Lo sfogo di Dall’Igna. L’ingegnere ha rilasciato un’intervista a motorsport.com per spiegare la situazione delle alette. Vi ho estrapolato alcuni passaggi dell’intervista anche se vi consiglio di leggerla perché è molto dettagliata.

Gigi Dall’Igna ha partecipato all’ultima riunione di MSMA per difendere le alette della sua GP16: “Sono assolutamente certo che una moto con le ali sia più sicura di quella senza, perché le appendici hanno lo scopo di mantenere il contatto tra la ruota anteriore, che è quella che dà la direzionalità alla moto, e l’asfalto”.

“La Federazione sostiene che finora le ali non sono mai state utilizzate in maniera così continuativa e allargata visto che ormai ce le stanno copiando tutti con l’obiettivo di rendere la moto più guidabile”.

Anche Paolo Ciabatti è intervenuto per lamentarsi dei continui attacchi dei piloti HRC: “Honda ha dato delle istruzioni precisi ai suoi piloti per criticare sempre le alette. Pedrosa ha parlato di pericolosità, mentre Marquez si lamenta per le turbolenze”. I documenti presentati dall’ingegnere veneto alla riunione con i costruttori dimostravano che le alette non ledono la sicurezza in pista.

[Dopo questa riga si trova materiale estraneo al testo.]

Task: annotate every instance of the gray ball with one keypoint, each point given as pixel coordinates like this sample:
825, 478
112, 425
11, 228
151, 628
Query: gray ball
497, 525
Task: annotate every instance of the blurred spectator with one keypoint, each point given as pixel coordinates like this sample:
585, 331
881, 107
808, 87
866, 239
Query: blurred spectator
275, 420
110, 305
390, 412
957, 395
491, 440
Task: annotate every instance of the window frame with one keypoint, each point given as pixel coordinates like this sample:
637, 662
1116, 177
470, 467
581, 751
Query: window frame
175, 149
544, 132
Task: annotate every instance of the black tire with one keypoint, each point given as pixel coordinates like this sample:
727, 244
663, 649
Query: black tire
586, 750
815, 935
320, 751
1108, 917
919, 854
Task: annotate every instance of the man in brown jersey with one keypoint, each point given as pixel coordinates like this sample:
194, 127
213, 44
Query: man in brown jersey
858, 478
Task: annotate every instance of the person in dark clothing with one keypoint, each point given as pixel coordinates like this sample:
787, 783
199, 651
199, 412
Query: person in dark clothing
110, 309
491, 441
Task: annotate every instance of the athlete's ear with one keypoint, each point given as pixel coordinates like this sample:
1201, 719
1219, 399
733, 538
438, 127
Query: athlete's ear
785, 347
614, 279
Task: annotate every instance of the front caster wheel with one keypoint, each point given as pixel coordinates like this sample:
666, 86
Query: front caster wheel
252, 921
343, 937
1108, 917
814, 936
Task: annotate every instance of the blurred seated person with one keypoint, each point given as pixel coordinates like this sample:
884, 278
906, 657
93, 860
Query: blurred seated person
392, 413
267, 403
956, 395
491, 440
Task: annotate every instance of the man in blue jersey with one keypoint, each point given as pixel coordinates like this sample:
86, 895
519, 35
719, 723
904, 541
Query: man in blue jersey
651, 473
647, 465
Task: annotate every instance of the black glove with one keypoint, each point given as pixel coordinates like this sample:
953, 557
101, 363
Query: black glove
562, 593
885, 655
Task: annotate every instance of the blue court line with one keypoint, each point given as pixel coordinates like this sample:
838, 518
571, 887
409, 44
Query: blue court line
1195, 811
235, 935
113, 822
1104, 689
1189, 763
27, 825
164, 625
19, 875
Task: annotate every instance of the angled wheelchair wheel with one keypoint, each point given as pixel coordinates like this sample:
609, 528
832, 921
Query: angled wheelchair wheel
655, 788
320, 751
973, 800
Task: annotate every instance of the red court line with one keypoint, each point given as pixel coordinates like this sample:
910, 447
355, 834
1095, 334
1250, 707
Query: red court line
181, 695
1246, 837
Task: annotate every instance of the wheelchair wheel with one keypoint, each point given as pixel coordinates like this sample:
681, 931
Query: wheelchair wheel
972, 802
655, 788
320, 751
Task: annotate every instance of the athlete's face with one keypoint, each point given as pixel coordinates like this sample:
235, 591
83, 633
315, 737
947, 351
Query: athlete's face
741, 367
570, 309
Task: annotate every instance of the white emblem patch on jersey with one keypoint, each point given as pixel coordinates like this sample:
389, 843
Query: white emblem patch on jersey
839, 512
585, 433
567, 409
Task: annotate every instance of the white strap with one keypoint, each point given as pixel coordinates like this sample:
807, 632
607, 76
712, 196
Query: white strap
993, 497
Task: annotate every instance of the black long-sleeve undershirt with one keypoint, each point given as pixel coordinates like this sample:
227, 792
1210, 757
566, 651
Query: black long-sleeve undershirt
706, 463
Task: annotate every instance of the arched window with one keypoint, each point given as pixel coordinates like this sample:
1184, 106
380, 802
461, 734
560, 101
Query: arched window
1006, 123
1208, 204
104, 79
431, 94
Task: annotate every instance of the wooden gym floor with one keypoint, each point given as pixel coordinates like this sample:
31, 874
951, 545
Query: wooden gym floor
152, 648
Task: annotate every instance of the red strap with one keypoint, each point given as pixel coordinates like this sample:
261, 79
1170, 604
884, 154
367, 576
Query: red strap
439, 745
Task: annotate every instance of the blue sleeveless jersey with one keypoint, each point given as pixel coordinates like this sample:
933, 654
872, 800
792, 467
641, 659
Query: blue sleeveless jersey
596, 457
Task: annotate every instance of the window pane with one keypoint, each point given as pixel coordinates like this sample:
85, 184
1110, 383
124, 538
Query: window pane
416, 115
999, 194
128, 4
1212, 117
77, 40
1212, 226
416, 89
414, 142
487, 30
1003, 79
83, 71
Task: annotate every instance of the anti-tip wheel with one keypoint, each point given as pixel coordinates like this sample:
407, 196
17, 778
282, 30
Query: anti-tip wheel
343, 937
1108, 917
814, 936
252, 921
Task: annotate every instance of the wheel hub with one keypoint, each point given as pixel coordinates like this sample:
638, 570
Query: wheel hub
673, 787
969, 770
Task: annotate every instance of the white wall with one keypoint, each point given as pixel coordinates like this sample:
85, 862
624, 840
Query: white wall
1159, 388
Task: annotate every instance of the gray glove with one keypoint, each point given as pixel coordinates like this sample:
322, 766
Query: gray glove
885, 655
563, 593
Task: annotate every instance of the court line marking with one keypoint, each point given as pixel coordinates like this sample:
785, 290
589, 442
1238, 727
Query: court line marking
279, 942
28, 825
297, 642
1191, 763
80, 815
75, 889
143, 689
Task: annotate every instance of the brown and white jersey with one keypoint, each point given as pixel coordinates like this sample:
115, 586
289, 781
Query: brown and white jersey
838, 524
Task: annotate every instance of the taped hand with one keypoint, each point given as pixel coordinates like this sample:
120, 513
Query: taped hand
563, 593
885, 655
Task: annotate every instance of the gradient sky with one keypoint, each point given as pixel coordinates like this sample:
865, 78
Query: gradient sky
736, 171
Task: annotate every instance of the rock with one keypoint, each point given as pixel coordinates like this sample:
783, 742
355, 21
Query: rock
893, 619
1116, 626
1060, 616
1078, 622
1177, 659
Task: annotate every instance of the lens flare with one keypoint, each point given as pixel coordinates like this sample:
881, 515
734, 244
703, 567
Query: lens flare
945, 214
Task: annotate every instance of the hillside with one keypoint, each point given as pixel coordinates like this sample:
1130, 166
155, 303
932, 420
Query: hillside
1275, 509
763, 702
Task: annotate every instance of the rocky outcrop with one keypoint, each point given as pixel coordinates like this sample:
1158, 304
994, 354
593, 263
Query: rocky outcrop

Ducati dice no a Honda. Dopo il GP di Germania la casa di Borgo Panigale ha affittato il circuito austriaco per dei test, la Honda aveva chiesto di partecipare ma, dalla casa italiana è arrivato un no e ufficialmente è per motivi di sicurezza. Di solito, in occasione di test privati, diversi team affittano la pista anche per dividersi i costi ma la Ducati non ne ha voluto sapere e sta facendo il possibile per impedire a le HRC di girare.

Al Mugello si scoprirà chi sarà il compagno di Jorge Lorenzo in Ducati.

 MOTO3

Lorenzo Dalla Porta sostituirà Philipp Ottl al GP d’Italia. A Le Mans il tedesco si è rotto il polso e il suo team ha scelto di sostituirlo col pratese. Dalla Porta ha vinto la gara del CEV in Francia e lo scorso anno ha partecipato al motomondiale dal Indianapolis sostituendo Isaac Vinales nel team LaGlisse. Il suo miglior risultato in Moto3 è stato l’8 posto al GP d’Inghilterra. Corre col 48 perché è l’anno di nascita di sua nonna Nicoletta, la persona che gli ha regalato la prima moto.